In this tutorial, we will show how to build a model or dataset for benchmarking from scratch.

Unconditional Case

1. Base Model class

To join GenTS model zoo, your model should inherit BaseModel class, implementing:

ALLOW_CONDITION: class attribute, indicating the allowed condition types (predict, impute, class, None)
__init__: initialization function. The must-have arguments include seq_len(int, the length of time series sequence), seq_dim(int, the dimension of time series sequence), condition(str, the condition type, choose from ALLOW_CONDITION)
_sample_impl(self, n_sample, condition=None, **kwargs): sampling logic, indicating how to sample a time series after training.
training_step(self, batch, batch_idx): training step logic
validation_step(self, batch, batch_idx): validation step logic, optional
configure_optimizers: config optimizer(s).

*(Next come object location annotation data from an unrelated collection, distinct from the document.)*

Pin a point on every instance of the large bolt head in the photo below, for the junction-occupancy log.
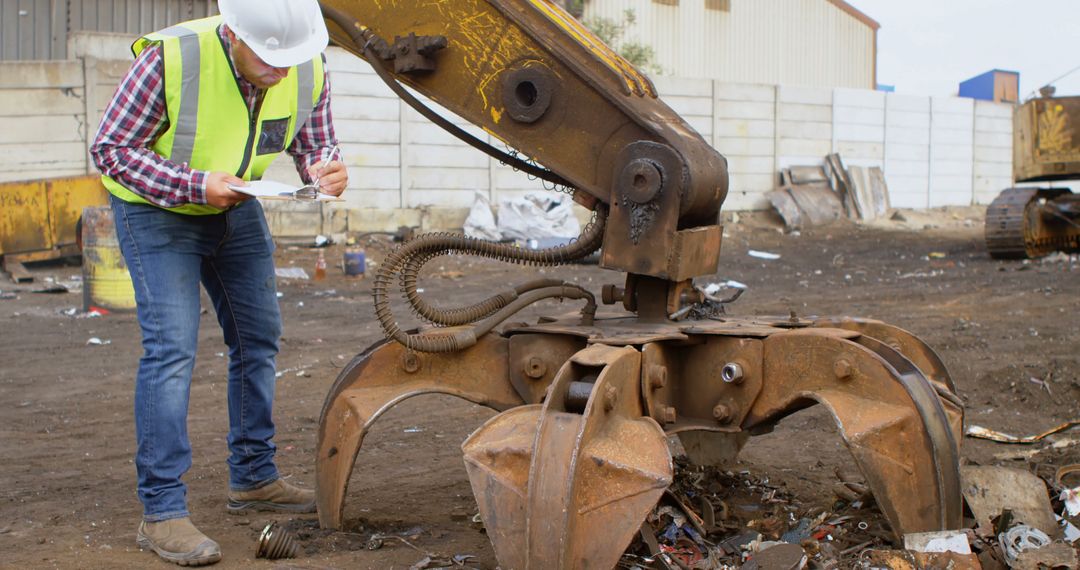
(658, 377)
(410, 362)
(535, 368)
(842, 369)
(610, 396)
(723, 412)
(732, 374)
(642, 180)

Essentially, BaseModel roots from lightning.LightningModule, therefore training_step, validation_step, and configure_optimizers are from LightningModule. Please check our API documents or this website for details.

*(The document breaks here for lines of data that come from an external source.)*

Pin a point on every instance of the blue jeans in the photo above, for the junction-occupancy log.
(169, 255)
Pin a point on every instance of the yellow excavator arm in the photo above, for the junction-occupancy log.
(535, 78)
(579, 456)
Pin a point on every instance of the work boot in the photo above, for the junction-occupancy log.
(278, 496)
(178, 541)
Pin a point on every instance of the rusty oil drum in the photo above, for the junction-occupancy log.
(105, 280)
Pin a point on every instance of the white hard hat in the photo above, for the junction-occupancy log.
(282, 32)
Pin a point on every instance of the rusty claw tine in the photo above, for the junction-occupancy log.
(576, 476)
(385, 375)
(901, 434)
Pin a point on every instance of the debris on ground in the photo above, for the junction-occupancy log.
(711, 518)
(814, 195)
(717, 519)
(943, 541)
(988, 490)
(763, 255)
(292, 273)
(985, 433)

For example, we will show how to customize a VAE model with MLP backbone.

[1]:

import torch
from gents.model.base import BaseModel
from torchvision.ops import MLP
from torch.nn import functional as F


def kl_loss(z_post_mean, z_post_logvar, z_prior_mean, z_prior_logvar):
    # COMPUTE KL DIV
    z_post_var = torch.exp(z_post_logvar)
    z_prior_var = torch.exp(z_prior_logvar)
    kld_z = 0.5 * (
        z_prior_logvar
        - z_post_logvar
        + ((z_post_var + torch.pow(z_post_mean - z_prior_mean, 2)) / z_prior_var)
        - 1
    )
    return kld_z

class MyVAE(BaseModel):
    # We show unconditional vae as a simple example
    ALLOW_CONDITION = [None]

    def __init__(self, seq_len, seq_dim, latent_dim, condition, **kwargs):
        super().__init__(seq_len, seq_dim, condition, **kwargs)
        self.w_kl = 1e-3 # weight for KL loss
        self.seq_len = seq_len
        self.seq_dim = seq_dim
        self.latent_dim = latent_dim

        # Define encoder and decoder networks
        self.encoder = MLP(seq_dim * seq_len, [256, 256, latent_dim])
        self.decoder = MLP(latent_dim, [256, 256, seq_dim * seq_len])

        # z network
        self.fc_mu = MLP(latent_dim, [latent_dim])
        self.fc_logvar = MLP(latent_dim, [latent_dim])

    def _sample_impl(self, n_sample=1, condition=None, **kwargs):
        z = torch.randn((n_sample, self.latent_dim)).to(self.device)
        all_samples = self.decoder(z).reshape(n_sample, self.seq_len, self.seq_dim)
        return all_samples

    def training_step(self, batch, batch_idx):
        ##################################################
        # See next code block on what we have in a batch #
        ##################################################
        x = batch["seq"].flatten(1)

        # encode
        latents = self.encoder(x)
        mu = self.fc_mu(latents)
        logvar = self.fc_logvar(latents)

        # reparameterize
        eps = torch.randn_like(logvar)
        std = torch.exp(0.5 * logvar)
        z = mu + eps * std

        # decode
        x_hat = self.decoder(z).reshape(x.shape)

        # reconstruction loss
        recons_loss = F.mse_loss(x_hat, x)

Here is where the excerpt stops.